As suas palavras não aparentaram acalmar a loura pois já estava a abrir a boca para responder. E teria respondido, caso a rapariga não a tivesse cortado, “Aguentei com a tua birra patética apenas porque não queria ficar mal contigo, mas acabaste de me desrespeitar sem razão nenhuma”
“Fica desde já sabendo que se eu não tão perfeita como a Mónica linda”, finalizou a rapariga, já sem se importar com a coerência do que dizia, “Tu também não és metade do que a Andreia é”
Susana finalmente deixou de tentar retaliar, limitando-se a abrir e fechar a boca estupidamente. Daniela foi acalmando aos poucos, ficando cansada. Tirou outro cigarro, na esperança que recuperasse.
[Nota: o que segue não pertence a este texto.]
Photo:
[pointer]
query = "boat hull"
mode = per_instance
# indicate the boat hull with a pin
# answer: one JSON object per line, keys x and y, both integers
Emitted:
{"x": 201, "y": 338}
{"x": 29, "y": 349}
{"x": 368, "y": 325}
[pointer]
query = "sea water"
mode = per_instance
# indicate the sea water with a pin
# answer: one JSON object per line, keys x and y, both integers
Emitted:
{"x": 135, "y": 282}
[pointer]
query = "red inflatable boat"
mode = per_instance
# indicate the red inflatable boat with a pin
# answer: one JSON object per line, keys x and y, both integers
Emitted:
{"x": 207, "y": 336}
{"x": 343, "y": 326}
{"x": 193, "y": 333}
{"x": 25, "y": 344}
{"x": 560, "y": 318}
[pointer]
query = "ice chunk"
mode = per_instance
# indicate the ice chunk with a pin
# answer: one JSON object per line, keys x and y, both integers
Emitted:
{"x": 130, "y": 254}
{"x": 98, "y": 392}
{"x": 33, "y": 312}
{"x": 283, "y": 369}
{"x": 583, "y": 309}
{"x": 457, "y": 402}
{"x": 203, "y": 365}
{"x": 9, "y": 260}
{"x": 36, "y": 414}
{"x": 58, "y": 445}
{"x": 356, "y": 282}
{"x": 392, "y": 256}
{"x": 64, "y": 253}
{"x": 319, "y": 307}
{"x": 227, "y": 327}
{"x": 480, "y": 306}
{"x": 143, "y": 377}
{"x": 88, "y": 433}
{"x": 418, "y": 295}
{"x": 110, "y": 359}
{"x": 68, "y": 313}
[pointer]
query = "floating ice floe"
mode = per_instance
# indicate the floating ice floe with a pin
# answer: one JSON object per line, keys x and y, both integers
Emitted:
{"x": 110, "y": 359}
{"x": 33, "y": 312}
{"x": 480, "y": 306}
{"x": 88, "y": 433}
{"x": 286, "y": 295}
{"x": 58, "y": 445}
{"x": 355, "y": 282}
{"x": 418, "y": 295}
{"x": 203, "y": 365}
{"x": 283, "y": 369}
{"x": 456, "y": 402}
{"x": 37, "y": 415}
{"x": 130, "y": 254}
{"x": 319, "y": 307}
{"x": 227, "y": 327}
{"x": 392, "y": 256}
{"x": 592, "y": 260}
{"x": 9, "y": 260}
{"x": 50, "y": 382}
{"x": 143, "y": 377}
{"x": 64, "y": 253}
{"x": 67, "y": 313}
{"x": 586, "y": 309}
Ia já a meio, quando a outra finalmente se manifestou, num tom fraco, “Desculpa…fui tão estúpida”
“Deixa…também exagerei”, disse a rapariga, dando outro bafo, “Esquece que disse a última parte”
“Não…não sei o que é que me passou pela cabeça”, lamentou-se a loura, incapaz de encarar a namorada. Ficou-se a olhar-lhe para as mãos, sorrindo ao ver o anel a reluzir no dedo desta. “Fiquei insegura…ela apresenta-se tão bem e eu ando sempre ranhosa”
“Suse, não digas isso”, confortou Daniela, afagando o cabelo da outra, carinhosamente, “Até gosto mais assim, adoro essa tua simplicidade”
A loura levantou a cabeça, encarando finalmente a rapariga, com os olhos vidrados, “De certeza que não sentes nada por ela?”
“Ela nunca me há-de ser indiferente, tal como a Mónica não te é”, respondeu Daniela, apressando-se a colocar um dedo nos lábios da outra, antes que esta falasse, “Não digas que não é verdade”
Susana pareceu pensar um instante, só dizendo o que quer que fosse depois, “Isso faz de nós segundas escolhas…mas tivemos a sorte de nos encontrar-mos, é por isso que somos perfeitas uma para a outra”
“Tens razão”, falou a rapariga, abraçando a loura, “Ainda bem que assim é”
Susana sorriu, puxando Daniela para si, de novo para o seu colo, “Esta discussão acaba aqui”
A rapariga beijou-a, acentuando que a discussão tinha acabado. Ficaram no parque mais um pouco, a trocar mimos e a rir cada vez que alguém passava e se chocava. Quando começava a fazer-se tarde, Susana ofereceu-se para levar a namorada a casa.